Gruppo collegato alla Russia

Un primo gruppo, collegato all’ambiente cybercriminale russo, avrebbe utilizzato ChatGPT per sviluppare e perfezionare un trojan ad accesso remoto e strumenti per il furto di credenziali, cercando di eludere i controlli di sicurezza. Questi attori avrebbero sfruttato più account ChatGPT per iterare sullo stesso codice, mostrando uno sviluppo continuo piuttosto che semplici test. Nonostante i modelli di linguaggio rifiutassero richieste dirette di produrre codice dannoso, gli hacker aggiravano le restrizioni costruendo pezzo dopo pezzo i vari componenti utili alle proprie attività. Tra i codici generati figurano funzioni per l’offuscamento, il monitoraggio degli appunti e l’esfiltrazione di dati tramite bot Telegram.

Cluster nordcoreano

Il secondo cluster, legato alla Corea del Nord, ha mostrato sovrapposizioni con campagne già note di spear-phishing contro missioni diplomatiche sudcoreane. Questi attori hanno utilizzato ChatGPT per generare malware, sviluppare estensioni per Finder su macOS, configurare VPN su Windows Server e convertire estensioni da Chrome a Safari. Sono state rilevate anche attività di redazione di email di phishing, sperimentazione di servizi cloud e analisi di tecniche come il DLL loading e il furto di credenziali.

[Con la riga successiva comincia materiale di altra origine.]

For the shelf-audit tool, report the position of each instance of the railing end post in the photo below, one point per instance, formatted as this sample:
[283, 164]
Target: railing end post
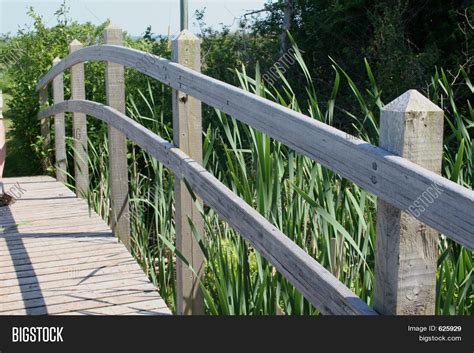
[411, 126]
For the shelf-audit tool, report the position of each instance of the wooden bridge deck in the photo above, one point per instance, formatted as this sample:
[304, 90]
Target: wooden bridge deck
[57, 257]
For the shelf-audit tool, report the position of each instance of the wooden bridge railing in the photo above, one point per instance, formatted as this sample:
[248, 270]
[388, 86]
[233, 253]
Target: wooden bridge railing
[411, 127]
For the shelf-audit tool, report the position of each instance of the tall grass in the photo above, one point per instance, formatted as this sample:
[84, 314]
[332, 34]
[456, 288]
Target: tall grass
[329, 217]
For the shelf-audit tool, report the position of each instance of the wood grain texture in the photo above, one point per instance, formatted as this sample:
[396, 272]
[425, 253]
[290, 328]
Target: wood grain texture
[407, 250]
[187, 135]
[59, 129]
[79, 126]
[391, 177]
[65, 260]
[45, 132]
[118, 167]
[317, 284]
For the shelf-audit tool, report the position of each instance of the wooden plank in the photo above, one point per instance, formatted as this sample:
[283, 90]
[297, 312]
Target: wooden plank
[72, 283]
[391, 177]
[187, 135]
[118, 167]
[79, 126]
[54, 309]
[73, 297]
[136, 308]
[59, 129]
[44, 124]
[318, 285]
[112, 251]
[103, 283]
[407, 250]
[64, 265]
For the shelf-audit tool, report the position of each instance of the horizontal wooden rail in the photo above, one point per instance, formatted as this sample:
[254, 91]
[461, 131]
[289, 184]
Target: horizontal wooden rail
[318, 285]
[392, 178]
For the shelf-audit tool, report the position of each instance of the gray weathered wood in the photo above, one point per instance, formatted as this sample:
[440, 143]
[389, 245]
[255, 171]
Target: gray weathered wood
[45, 132]
[187, 135]
[407, 250]
[59, 129]
[118, 167]
[67, 264]
[317, 284]
[391, 177]
[79, 126]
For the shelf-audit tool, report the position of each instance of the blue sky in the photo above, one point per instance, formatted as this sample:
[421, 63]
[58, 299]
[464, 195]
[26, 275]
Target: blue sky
[132, 16]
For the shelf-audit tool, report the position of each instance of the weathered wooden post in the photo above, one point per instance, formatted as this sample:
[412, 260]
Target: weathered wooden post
[407, 250]
[45, 133]
[59, 129]
[115, 91]
[79, 126]
[187, 135]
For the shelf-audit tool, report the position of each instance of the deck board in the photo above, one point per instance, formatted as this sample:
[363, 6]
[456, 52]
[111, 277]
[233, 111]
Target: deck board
[59, 258]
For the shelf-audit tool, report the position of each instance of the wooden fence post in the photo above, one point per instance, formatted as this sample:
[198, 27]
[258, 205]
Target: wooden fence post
[45, 133]
[115, 92]
[187, 135]
[59, 129]
[79, 126]
[407, 250]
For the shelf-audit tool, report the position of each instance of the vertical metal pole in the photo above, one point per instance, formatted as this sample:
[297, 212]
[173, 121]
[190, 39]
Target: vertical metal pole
[184, 14]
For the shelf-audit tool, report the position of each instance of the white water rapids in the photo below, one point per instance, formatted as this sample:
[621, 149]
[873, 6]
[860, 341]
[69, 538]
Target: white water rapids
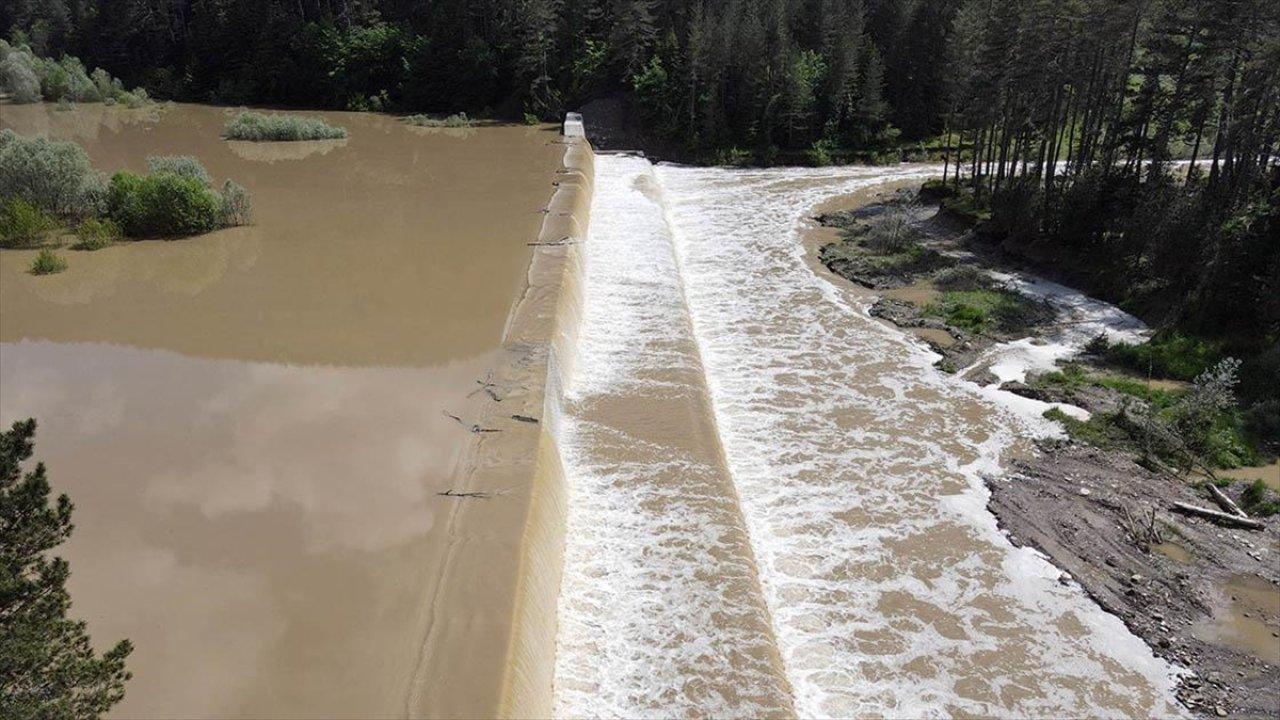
[851, 542]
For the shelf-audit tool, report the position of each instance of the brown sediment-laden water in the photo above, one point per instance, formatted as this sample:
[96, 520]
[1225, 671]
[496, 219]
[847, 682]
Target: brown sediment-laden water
[255, 424]
[684, 473]
[845, 514]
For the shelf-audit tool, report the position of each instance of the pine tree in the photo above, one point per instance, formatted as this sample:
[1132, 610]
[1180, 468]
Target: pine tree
[48, 666]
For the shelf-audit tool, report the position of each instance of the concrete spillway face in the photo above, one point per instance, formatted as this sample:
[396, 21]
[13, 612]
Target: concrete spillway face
[543, 326]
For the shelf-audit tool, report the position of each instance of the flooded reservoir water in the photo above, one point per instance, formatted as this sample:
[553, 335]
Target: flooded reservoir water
[252, 423]
[752, 500]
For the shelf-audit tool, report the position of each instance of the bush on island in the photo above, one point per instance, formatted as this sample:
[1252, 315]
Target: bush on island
[54, 176]
[48, 263]
[28, 78]
[22, 224]
[257, 127]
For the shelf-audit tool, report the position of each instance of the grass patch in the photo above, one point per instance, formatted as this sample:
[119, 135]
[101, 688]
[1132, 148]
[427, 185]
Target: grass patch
[986, 310]
[1102, 429]
[1257, 500]
[23, 224]
[1170, 355]
[163, 205]
[964, 208]
[455, 121]
[96, 235]
[257, 127]
[48, 263]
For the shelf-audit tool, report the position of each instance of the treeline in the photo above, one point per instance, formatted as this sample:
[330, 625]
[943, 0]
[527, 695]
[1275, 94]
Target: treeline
[755, 74]
[1065, 131]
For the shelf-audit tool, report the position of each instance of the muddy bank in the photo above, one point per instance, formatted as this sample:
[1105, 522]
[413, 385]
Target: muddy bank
[1205, 597]
[1202, 596]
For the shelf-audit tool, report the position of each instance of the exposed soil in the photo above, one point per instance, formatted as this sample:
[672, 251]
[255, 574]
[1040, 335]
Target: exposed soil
[1205, 597]
[942, 244]
[1183, 596]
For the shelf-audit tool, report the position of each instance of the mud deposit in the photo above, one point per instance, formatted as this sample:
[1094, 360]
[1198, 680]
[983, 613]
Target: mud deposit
[1207, 598]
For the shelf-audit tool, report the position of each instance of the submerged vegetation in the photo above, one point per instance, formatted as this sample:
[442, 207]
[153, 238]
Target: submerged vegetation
[48, 183]
[48, 263]
[259, 127]
[455, 121]
[22, 224]
[48, 660]
[1200, 428]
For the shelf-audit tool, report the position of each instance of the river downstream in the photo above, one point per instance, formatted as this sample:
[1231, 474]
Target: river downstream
[474, 423]
[853, 466]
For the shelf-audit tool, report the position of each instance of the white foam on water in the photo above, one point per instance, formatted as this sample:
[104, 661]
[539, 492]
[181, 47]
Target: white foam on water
[653, 621]
[890, 588]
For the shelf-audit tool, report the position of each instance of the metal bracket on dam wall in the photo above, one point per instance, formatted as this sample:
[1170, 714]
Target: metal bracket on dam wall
[490, 643]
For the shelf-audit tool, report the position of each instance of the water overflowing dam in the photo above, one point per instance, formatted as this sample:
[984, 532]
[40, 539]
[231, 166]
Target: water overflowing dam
[775, 504]
[513, 429]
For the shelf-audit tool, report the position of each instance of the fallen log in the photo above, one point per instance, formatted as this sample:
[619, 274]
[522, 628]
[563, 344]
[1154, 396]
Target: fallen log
[1225, 502]
[1219, 516]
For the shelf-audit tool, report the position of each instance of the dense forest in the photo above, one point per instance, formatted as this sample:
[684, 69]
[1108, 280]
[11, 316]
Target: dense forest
[1060, 121]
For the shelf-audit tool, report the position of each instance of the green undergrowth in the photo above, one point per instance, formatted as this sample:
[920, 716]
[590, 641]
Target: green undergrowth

Attività del gruppo cinese UNK_DropPitch

Il terzo gruppo, associato all’entità cinese UNK_DropPitch, si è servito dell’intelligenza artificiale per scrivere contenuti di phishing in diverse lingue e ottimizzare strumenti per esecuzioni remote e la protezione del traffico tramite HTTPS. Questo gruppo si è distinto per una competenza tecnica di base ma non particolarmente avanzata.

Altri gruppi e strumenti di sicurezza

Oltre a questi tre cluster principali, OpenAI ha segnalato l’interruzione di account usati per truffe online e operazioni di influenza, provenienti anche da Cambogia, Myanmar, Nigeria e Cina. Gli attori hanno sfruttato ChatGPT per generare contenuti di propaganda, campagne di disinformazione e manipolazione sui social media.

OpenAI ha rilevato che i cybercriminali stanno cercando di mascherare la provenienza AI dei loro contenuti, ad esempio rimuovendo particolari segni di punteggiatura che potrebbero rivelare l’uso di chatbot. Parallelamente, Anthropic ha rilasciato uno strumento open source, Petri, per accelerare la ricerca sulla sicurezza delle AI e valutare i comportamenti dei modelli in scenari rischiosi.